Unbounded prompts in logs Redact and set retention; classify sensitive fields.

Tradeoff lens

Dimension Favor left when… Favor right when…
Prototype speed Optimize for learning Harden for repeatability
Model choice Largest available Right-sized + eval suite
Governance Ad hoc review Named owner + calendar

Mini case study (fictional, composite)

Northwind Analytics ran a six-week pilot. Week 1–2 focused on instrumentation (latency, errors, human escalations). Week 3–4 tightened prompts and retrieval settings. Week 5–6 measured delta against the Week 1 baseline on the same tasks—avoiding “improvement” claims from a cherry-picked demo set. Their postmortem explicitly listed three refused or unsafe requests that surfaced, and how routing changed afterward. Copy that discipline: celebrate wins, but file the near-misses.

FAQ (short)

Q: Where should we start if we have only two weeks?
A: Pick one workflow, one metric, and one rollback story. Expand after you can demonstrate improvement on that slice.

Q: How do we avoid “slide-ware”?
A: Tie every recommendation to an observable: latency, cost, defect rate, or human review load—not generic “best practices.”

These answers are generic on purpose; replace them in your internal wiki with org-specific links.

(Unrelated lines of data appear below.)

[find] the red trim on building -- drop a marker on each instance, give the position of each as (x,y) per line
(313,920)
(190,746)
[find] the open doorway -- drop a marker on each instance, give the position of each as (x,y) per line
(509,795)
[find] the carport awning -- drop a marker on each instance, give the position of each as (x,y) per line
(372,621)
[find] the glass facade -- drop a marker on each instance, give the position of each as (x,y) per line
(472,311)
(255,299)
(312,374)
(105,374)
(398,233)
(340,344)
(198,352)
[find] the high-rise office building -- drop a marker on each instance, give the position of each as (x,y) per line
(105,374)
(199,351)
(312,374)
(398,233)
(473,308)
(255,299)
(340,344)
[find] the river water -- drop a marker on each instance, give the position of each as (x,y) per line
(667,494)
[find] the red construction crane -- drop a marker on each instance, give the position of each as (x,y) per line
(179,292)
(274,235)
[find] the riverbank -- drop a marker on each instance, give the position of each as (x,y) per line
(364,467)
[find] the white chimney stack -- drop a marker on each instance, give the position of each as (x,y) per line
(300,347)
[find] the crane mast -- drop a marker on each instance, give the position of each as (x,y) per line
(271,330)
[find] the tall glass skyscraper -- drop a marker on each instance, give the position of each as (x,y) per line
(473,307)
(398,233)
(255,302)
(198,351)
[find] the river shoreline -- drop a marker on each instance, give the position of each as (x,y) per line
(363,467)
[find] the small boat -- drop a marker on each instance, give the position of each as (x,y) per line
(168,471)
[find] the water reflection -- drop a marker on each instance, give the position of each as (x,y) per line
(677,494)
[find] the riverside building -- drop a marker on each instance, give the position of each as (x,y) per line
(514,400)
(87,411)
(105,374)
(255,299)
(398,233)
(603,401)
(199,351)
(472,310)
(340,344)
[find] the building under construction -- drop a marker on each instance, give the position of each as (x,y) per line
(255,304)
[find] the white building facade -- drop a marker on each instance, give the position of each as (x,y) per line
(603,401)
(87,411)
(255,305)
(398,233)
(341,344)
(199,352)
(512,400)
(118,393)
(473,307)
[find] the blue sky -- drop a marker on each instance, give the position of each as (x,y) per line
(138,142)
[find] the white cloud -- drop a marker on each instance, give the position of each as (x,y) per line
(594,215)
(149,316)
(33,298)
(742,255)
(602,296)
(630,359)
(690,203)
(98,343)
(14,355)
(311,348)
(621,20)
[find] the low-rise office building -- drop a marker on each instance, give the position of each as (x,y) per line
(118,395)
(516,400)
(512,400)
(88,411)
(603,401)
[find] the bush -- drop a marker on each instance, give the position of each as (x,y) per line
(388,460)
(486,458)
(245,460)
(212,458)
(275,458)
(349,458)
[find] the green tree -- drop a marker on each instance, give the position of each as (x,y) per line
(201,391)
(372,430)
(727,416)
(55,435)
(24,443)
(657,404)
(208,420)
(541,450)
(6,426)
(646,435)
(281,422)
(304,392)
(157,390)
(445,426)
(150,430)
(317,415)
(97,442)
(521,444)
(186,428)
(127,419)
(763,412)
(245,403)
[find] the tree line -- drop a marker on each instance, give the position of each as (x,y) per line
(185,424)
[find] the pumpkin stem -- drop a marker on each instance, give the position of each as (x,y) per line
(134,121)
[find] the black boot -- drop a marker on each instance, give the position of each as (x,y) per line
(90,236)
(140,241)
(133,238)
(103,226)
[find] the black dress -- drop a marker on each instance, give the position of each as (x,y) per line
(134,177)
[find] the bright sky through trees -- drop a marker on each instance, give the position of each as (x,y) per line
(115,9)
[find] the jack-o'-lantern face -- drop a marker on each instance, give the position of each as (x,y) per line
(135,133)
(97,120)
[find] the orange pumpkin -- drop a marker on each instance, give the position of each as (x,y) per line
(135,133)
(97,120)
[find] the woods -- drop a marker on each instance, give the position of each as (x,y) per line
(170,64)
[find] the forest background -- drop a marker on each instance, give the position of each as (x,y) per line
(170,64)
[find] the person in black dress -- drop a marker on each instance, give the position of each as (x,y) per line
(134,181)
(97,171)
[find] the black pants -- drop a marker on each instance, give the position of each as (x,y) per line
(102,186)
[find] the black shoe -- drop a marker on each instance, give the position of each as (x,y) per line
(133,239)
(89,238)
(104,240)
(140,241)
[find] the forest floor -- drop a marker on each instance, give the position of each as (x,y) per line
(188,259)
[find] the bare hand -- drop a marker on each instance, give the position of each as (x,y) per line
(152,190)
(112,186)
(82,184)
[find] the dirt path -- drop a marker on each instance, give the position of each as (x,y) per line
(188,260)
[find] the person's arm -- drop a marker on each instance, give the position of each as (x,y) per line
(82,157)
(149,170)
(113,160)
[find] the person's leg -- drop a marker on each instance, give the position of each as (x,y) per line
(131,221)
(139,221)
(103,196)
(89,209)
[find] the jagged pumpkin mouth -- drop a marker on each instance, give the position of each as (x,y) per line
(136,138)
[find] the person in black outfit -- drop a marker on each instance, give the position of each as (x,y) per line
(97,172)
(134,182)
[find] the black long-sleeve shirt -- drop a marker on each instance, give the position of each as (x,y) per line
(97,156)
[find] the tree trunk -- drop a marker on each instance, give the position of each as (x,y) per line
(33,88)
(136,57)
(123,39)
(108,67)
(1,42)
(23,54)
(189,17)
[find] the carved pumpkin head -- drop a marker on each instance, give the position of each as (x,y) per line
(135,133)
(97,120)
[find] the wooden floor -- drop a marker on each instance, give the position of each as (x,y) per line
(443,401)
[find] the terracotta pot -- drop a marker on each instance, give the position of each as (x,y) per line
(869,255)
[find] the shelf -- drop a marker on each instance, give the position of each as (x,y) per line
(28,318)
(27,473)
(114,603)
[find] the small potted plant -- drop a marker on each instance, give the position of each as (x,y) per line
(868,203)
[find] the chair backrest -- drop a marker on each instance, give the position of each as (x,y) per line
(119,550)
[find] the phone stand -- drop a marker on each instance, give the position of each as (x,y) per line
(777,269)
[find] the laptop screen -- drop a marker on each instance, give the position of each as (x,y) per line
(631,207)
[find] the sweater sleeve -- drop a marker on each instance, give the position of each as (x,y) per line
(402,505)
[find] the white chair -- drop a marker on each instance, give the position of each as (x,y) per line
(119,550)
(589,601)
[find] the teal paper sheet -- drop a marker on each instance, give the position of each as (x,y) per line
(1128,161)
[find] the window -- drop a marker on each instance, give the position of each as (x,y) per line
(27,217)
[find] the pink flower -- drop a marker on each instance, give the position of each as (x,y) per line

Practice (from your catalog)

Propose a human audit rate for a synthetic labeling pipeline.

Try the exercise twice: once quickly, once after sleeping on it—often the second pass surfaces edge cases.

Before you close this lesson

Check Done
Named the single workflow or concept this page helps
Listed one metric you will watch for two weeks
Identified who approves changes to prompts/policies
Captured one “bad outcome” and how you’d detect it early

Closing

Keep this lesson inside Quanta GenAI: add screenshots (as new static assets if your admins allow), links to internal tickets, and names of partners. The goal is not perfection on first read—it is repeatable improvement with evidence.


Bundled reference content for Quanta GenAI Learn. Extend with your organization’s specifics.

Practice

Practice Simulate degraded retrieval once; screenshot graceful degradation copy. — 3 Bump literals mindset by 12.